I'm not sure how my Reno jeans fit. Even now that I'm back in 60613, I don't know. For that matter, I don't know how my Chicago jeans fit. I'm perpetually visiting the cities I inhabit. I don't know what it means to have a "home" anymore. I was a Renoite for my entire life. It was part of my identity and how I understood myself.  

Then I moved. I picked a city and I moved there. To a disturbing extent, the city was arbitrary. I could have just as easily moved to Los Angeles to study at iO West and Magnet in New York. Am I entitled to call Chicago home? I have no roots here. No family. I pay rent. That's about it. I could live anywhere right now. So if Chicago isn't home base, what is? Reno has moved on. My friends and family are all tangled up in their own lives. They're getting married, graduating, and raising their kids. And they should be. 

I'm a grandson coming to visit during the summer. When you visit family, everyone is on their best behavior. Grandmothers and grandsons rarely ever fight. When you see someone once a year, and there's a real possibility you'll never see them again, there's no time for fighting. It isn't until your parents divorce and your grandson comes to live with you for a few years that you really start to hate him. The please-and-thank-you routine goes out the window and you end up engaging him like a human being. I'd rather fight with someone than play nice.  Reno is my grandmother now; I visit her and she politely smiles at me. I love this woman, but she has a life without me 51 weeks a year. She loves me, but the bed I sleep in isn't my own. 

This isn't to take anything away from my friends and family. I spent twenty-five years finding the best dozen people in Nevada and I love each of them immensely. If being away has taught me anything, it is that I am wholly dependent on my friends.  No matter how satisfying my life is here and how many opportunities I am able to explore, my friends and family are undeniably necessary to my happiness. 

I won't be able to call anywhere home until I can mate my creative satisfaction with the loves of my life. These jeans need their closet-mates. They're lonely.     


  1. On the one hand, you say that Reno opens its arms to you, is familiar, welcomes you in a sincerely loving way that feels like home. And that you did feel like you were home.

    On the other hand, you says it smiles "politely" like a grandmother you never much see--but what you mean is that it's distant, unfamiliar now, something that has moved past you.

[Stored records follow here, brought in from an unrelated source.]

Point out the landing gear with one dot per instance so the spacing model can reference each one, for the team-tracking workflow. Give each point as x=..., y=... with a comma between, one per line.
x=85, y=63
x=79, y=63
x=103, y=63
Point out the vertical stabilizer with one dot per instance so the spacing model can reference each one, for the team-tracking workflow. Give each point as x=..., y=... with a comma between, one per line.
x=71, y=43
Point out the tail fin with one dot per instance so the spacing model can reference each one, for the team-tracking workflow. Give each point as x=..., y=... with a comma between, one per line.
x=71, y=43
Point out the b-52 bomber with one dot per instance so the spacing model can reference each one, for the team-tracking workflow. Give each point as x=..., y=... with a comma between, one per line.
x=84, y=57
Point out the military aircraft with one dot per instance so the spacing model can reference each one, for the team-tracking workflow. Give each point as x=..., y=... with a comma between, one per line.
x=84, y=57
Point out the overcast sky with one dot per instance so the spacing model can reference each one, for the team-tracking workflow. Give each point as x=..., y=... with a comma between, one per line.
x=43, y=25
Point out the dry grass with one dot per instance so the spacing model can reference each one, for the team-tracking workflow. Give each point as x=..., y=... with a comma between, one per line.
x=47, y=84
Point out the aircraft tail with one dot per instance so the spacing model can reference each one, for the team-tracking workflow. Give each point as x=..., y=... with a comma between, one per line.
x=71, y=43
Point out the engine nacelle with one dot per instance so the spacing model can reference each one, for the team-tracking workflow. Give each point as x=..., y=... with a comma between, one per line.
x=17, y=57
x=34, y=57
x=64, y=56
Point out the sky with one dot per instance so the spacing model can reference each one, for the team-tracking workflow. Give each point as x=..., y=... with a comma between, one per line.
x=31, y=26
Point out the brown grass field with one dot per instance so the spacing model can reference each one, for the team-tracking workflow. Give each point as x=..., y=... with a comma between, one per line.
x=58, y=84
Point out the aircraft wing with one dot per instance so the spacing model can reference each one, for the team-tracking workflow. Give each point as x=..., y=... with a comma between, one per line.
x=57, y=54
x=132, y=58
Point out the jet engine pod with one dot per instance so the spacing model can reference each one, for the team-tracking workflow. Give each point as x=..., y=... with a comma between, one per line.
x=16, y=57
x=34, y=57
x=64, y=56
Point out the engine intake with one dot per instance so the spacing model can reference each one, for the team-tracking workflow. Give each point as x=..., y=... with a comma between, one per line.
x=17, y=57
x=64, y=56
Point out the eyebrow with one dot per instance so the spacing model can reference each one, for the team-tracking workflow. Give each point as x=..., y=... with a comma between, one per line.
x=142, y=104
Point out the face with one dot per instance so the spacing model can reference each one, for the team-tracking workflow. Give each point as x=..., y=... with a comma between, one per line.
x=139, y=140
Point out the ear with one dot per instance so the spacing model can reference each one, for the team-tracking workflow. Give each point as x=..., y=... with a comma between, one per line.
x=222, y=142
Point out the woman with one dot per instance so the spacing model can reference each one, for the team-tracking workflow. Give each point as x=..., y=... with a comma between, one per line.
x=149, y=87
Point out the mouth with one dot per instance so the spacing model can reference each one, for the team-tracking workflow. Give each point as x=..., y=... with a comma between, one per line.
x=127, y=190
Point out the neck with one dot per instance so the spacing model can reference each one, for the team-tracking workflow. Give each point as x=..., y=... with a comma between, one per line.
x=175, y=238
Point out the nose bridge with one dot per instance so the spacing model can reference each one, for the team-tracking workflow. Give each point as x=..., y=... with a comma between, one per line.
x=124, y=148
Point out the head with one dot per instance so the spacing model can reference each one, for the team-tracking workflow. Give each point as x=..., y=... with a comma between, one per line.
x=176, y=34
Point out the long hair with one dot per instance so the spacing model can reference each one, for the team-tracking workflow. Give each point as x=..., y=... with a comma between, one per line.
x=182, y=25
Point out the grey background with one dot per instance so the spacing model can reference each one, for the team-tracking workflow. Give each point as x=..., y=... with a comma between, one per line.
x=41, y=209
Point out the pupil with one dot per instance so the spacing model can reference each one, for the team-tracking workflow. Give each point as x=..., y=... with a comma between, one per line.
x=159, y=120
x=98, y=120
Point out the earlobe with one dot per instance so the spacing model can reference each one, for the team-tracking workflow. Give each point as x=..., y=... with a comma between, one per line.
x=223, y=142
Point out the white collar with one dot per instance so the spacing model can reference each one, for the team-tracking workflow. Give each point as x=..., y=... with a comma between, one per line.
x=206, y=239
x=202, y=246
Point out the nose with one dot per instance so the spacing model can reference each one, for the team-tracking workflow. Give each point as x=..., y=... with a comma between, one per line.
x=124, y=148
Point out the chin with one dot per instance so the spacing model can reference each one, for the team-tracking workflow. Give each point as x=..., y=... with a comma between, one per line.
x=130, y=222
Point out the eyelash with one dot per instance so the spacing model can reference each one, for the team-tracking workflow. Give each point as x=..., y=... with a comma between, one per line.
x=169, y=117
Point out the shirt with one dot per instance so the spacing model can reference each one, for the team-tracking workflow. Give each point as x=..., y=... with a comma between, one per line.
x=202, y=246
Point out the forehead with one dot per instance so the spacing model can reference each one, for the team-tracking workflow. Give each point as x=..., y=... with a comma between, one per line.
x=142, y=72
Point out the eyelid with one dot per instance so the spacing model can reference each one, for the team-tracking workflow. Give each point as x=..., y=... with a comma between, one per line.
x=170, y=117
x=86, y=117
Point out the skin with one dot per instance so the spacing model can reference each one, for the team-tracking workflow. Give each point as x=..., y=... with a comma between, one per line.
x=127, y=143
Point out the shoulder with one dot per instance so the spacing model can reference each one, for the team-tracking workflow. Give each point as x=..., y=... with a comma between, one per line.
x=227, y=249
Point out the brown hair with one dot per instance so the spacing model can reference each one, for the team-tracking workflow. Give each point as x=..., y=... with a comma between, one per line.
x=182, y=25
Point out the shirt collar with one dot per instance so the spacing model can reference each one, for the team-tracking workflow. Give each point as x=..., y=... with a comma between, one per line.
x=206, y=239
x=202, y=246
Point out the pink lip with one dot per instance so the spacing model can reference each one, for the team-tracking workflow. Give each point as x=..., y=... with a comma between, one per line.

    I suppose it can be both without contradiction. But *I* know, at least, that it will always welcome you with loving, open arms. To see you again after the longest stretch in my OWN life of not seeing you was, for me, like being home.



  2. Denise,

    I meant that we're on our best behavior when the trip is short. I love you too. Thanks for being there for me.

  3. Very nice Nick. :)

    I miss your face.When are you coming back?

  4. I'm hoping to be back in January for the three year Empire Improv anniversary show. Maybe I'll see you there. Glad to hear from you again.